The Centers for Disease Control and Prevention has reported 419 cases of meningitis illness linked to contaminated steroid shots distributed by New England Compounding Center. Thirty people have died as a result of the outbreak, the agency reported Monday.
Compounding pharmacies traditionally fill special orders placed by doctors for individual patients, turning out a small number of customized formulas each week. But some pharmacies like the NECC have grown into much larger businesses in recent years, supplying bulk orders of medicines to thousands of doctors and hospitals across the country.
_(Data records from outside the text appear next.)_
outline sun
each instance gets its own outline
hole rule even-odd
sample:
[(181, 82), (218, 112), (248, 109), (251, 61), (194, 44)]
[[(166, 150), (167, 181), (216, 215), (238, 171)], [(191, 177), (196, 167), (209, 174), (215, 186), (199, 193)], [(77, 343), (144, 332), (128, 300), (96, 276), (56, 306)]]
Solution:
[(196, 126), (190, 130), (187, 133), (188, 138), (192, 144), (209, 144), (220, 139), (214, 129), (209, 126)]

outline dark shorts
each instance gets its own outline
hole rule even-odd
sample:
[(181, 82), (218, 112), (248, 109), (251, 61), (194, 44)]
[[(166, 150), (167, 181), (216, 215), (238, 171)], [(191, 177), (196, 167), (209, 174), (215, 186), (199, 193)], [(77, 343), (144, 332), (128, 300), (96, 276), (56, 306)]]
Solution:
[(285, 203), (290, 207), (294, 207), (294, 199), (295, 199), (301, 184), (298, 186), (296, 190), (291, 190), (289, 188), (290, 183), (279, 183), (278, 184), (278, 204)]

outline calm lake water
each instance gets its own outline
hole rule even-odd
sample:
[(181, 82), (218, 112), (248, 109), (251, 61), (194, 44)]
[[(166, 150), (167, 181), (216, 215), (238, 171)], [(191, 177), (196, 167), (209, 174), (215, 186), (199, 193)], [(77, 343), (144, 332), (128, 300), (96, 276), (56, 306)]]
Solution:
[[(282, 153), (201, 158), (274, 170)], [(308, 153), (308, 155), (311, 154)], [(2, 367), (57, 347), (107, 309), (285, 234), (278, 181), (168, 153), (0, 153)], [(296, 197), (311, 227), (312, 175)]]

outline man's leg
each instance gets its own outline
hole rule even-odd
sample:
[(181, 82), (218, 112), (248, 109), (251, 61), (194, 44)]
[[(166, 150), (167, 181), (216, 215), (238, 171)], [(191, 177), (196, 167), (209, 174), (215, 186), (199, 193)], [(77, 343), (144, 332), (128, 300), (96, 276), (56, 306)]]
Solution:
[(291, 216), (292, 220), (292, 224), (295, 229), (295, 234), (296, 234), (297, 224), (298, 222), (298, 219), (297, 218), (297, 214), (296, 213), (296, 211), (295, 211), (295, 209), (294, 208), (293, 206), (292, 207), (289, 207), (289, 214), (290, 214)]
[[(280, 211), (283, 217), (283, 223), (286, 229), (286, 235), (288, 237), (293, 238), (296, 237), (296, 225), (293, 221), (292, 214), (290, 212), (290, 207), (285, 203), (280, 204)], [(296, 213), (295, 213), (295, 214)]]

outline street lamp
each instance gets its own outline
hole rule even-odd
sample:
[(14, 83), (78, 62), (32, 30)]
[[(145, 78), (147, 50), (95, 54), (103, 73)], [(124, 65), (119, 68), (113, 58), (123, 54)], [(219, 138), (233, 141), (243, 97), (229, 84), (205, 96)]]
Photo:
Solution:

In recent weeks, inspectors from the FDA and Massachusetts department of health have reported unsterile conditions at the Framingham, Mass. pharmacy's facilities. The most recent inspection from the FDA uncovered green and yellow residues, water droplets and standing water in or around production rooms that were supposed to be sterile.
FDA officials said last month that new laws may be needed to clarify the federal government's role in overseeing compounding pharmacies.
The Associated Press contributed to this story.